Sony Corp. will release the PlayStation 4 console in Japan three months after it reaches shelves in North America, as the company seeks to avoid shortages that hurt sales of its predecessor.
The timing will allow Sony to focus on meeting demand in its biggest sales markets for the peak holiday shopping season, Andrew House, chief executive for the company’s game business, said in Tokyo. The machine will be released on Feb. 22 in Japan, compared with Nov. 15 in North America and Nov. 29 in Europe. Sony’s machine will reach 32 markets this year.
The PS4, which has a U.S. retail price of $399, is a central element of Chief Executive Officer Kazuo Hirai’s plan to revive Sony, which is competing against new machines from Nintendo Co. and Microsoft Corp. The PS3 sold less than half its early estimates as parts shortages slowed production after the November 2006 release.
“We had a tough experience of supply not meeting demand at an early stage of introduction for PS2 and PS3,” House said. “This time, we want to avoid that happening again. We want to launch it when we can meet the volume.”
Sony rose 2.1 percent to 2,135 yen at the close of trade in Tokyo. The stock has more than doubled this year compared with a 38 percent gain in the Topix index.

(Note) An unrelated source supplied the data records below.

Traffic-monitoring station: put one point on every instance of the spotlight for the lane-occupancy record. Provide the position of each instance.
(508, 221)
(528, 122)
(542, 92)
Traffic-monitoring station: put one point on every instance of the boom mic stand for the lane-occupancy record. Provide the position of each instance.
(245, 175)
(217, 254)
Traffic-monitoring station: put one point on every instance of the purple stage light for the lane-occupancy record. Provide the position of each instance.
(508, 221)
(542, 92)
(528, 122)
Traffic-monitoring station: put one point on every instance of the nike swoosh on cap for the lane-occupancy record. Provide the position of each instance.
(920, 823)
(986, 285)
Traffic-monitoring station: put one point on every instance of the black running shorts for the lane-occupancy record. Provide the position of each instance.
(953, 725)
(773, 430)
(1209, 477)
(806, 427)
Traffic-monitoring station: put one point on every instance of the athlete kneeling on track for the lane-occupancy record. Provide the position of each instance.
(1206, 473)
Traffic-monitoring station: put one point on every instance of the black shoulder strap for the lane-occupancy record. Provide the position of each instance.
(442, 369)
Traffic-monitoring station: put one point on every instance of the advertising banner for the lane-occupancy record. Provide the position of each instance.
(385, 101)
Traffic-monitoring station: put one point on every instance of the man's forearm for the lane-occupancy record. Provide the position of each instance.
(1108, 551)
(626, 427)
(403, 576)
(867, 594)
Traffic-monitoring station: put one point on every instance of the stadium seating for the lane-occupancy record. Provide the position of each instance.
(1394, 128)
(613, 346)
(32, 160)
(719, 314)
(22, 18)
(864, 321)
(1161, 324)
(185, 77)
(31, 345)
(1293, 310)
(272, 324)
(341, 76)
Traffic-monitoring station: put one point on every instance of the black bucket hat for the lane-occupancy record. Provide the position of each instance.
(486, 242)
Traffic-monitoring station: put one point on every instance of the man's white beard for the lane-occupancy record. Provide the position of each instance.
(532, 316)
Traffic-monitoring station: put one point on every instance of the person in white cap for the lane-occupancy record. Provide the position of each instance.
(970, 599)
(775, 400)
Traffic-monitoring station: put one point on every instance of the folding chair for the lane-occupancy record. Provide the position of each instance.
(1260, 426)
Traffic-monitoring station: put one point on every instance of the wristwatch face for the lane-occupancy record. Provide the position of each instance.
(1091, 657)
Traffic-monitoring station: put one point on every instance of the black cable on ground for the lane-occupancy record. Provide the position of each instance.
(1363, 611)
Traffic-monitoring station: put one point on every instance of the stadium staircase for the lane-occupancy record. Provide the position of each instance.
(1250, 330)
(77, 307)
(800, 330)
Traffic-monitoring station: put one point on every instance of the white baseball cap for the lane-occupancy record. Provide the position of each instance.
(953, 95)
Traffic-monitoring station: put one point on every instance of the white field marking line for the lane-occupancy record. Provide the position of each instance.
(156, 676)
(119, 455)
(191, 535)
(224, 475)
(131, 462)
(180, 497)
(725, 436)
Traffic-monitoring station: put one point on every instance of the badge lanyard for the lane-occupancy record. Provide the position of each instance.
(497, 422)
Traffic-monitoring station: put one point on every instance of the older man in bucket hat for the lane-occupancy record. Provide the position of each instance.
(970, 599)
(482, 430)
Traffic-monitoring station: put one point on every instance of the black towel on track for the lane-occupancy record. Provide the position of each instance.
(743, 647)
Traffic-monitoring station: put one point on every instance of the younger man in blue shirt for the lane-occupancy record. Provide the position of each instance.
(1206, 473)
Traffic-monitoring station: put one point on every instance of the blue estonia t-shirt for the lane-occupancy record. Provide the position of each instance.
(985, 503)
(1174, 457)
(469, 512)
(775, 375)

The new consoles will be offered in Sony’s home market for 39,980 yen ($402), the company said yesterday. Orders have already topped 1 million, House said on Aug. 21. The console will sell in Europe for 399 euros ($526).
The PS4 and Microsoft’s Xbox One are each projected to sell 3 million units worldwide this year, the estimate of Michael Olson, an analyst with Piper Jaffray in Minneapolis.
While the competition between the PS4, Microsoft’s new Xbox One and Nintendo’s year-old Wii U will play out globally, Hirai has set a goal to be No. 1 in game consoles in the U.S., the biggest chunk of the $67 billion video-game market.
In the last round of consoles, Sony placed third in the U.S., according to NPD Group data through 2010. Microsoft overtook the Wii 2½ years ago and has led since.
“The U.S. is a huge market that Sony does not want to miss,” said Koki Shiraishi, an analyst at SMBC Nikko Securities based in Tokyo. “The PS4 is for core gamers and lots of core gamers are from the U.S.”
Sony also said yesterday it will introduce a thinner, lighter PS Vita handheld player equipped with Wi-Fi, and a PS Vita TV device targeting families that will offer content from streaming services including Hulu LLC and Japan’s Tsutaya.
The PS Vita TV will go on sale starting in November for 9,480 yen, House said.
The unveiling of the PS4 in June impressed game enthusiasts and industry analysts with its $399 price, compared with $499 for the Xbox One, and policies that included unrestricted swapping and trade-ins of used games.
The new PlayStation, with a combined processor and memory architecture from Sunnyvale, California-based Advanced Micro Devices Inc., features a PC-like design that Sony executives say will make developing games easier.
The game unit posted an operating loss of 14.8 billion yen in the quarter ended June 30, Sony said last month. Revenue, including inter-segment revenue, was little changed at 117.9 billion yen.